If you like to catch and keep a lot of “eating-sized’’ walleyes, then Island Lake Reservoir just north of Duluth might be the place for you this summer.
Starting with the May 15 fishing opener, the walleye limit on Island Lake will go from six daily to 10 walleyes daily, but they all must be under 15 inches. All walleyes 15 to 20 inches must be immediately released, and anglers can keep one walleye daily over 20 inches.
The increased limit is an effort to reduce the overall number of walleyes in the lake but hopefully improve the average size. Walleyes in the lake reproduce well but grow unusually slowly, and a shortage of quality food may be an issue. Anglers for decades have complained that Island Lake walleyes are plentiful but too small.
DNR surveys found the same thing for the 10,800-acre lake, an average size of about 12 inches, down from about 17 inches 40 years ago.
“The regulation has been approved and will statutorily go into effect on March 1,’’ said Dan Wilfond, DNR fisheries specialist who shepherded the change through the system. But because the walleye season is closed from March 1 through May 14, the functional beginning of the regulation will be the spring fishing opener on May 15.
The increased limit compares to the general limit of six walleyes daily in Minnesota, although many lakes have four-walleye limits and there's a push at the state Legislature to lower the statewide limit to four walleyes daily for lakes that don't have special regulations.
The Island Lake proposal, first reported in the News Tribune last year, received generally favorable comments from the public.
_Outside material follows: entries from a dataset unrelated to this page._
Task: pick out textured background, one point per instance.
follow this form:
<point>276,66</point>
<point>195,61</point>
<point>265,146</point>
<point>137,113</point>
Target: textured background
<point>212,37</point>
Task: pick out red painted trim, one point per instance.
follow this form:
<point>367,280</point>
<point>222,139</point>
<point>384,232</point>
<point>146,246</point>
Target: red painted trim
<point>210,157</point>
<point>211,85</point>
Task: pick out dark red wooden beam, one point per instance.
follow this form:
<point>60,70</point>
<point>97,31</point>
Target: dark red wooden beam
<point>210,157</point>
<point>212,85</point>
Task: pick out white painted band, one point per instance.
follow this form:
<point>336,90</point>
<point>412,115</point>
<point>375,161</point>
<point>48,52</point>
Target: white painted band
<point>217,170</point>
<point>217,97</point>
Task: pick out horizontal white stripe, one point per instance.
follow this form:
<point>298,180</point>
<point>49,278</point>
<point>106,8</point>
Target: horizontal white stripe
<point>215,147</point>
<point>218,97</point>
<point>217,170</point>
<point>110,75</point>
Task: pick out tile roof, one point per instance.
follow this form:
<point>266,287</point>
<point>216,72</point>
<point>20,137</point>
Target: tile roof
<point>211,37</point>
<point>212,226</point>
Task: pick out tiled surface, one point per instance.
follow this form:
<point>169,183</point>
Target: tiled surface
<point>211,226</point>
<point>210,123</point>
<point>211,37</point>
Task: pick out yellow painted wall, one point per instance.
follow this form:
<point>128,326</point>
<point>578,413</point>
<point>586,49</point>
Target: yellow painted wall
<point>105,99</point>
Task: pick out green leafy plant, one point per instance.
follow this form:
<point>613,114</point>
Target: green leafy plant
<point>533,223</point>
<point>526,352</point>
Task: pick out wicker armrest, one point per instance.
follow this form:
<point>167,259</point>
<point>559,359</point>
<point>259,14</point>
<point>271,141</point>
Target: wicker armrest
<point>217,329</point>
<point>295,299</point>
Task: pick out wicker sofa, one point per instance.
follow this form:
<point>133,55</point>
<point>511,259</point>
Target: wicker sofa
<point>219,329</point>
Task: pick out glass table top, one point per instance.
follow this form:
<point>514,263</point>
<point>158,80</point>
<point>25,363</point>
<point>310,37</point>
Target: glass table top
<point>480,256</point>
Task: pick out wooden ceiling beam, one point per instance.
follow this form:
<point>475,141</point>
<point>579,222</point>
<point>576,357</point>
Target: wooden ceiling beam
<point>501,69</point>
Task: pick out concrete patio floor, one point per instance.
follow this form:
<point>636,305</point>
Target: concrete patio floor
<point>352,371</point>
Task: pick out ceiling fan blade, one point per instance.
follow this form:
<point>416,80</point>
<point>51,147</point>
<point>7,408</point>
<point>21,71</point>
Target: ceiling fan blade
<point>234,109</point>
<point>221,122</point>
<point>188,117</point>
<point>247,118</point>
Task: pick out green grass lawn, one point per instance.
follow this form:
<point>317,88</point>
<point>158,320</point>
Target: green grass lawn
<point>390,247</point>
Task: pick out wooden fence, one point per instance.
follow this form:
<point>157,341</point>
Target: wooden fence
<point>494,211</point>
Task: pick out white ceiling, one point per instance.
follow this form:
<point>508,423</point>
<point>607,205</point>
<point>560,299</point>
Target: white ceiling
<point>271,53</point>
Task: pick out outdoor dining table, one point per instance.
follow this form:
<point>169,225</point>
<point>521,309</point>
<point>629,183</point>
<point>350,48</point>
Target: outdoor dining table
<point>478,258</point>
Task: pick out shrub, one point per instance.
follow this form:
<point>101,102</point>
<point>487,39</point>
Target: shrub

The change went through the DNR’s usual rulemaking process and was approved by the DNR commissioner.
The new regulations should make it into the new regulations handbook coming out for the upcoming open water season. Wilfond said signs have been ordered announcing the new limits and will be placed at all public landings on the lake.
Island Lake will have the highest walleye limit in the state and may be one of the first lakes anywhere in the Northland to have a higher limit intended on increasing the average size of walleyes by decreasing competition for what appears to be limited food, namely baitfish.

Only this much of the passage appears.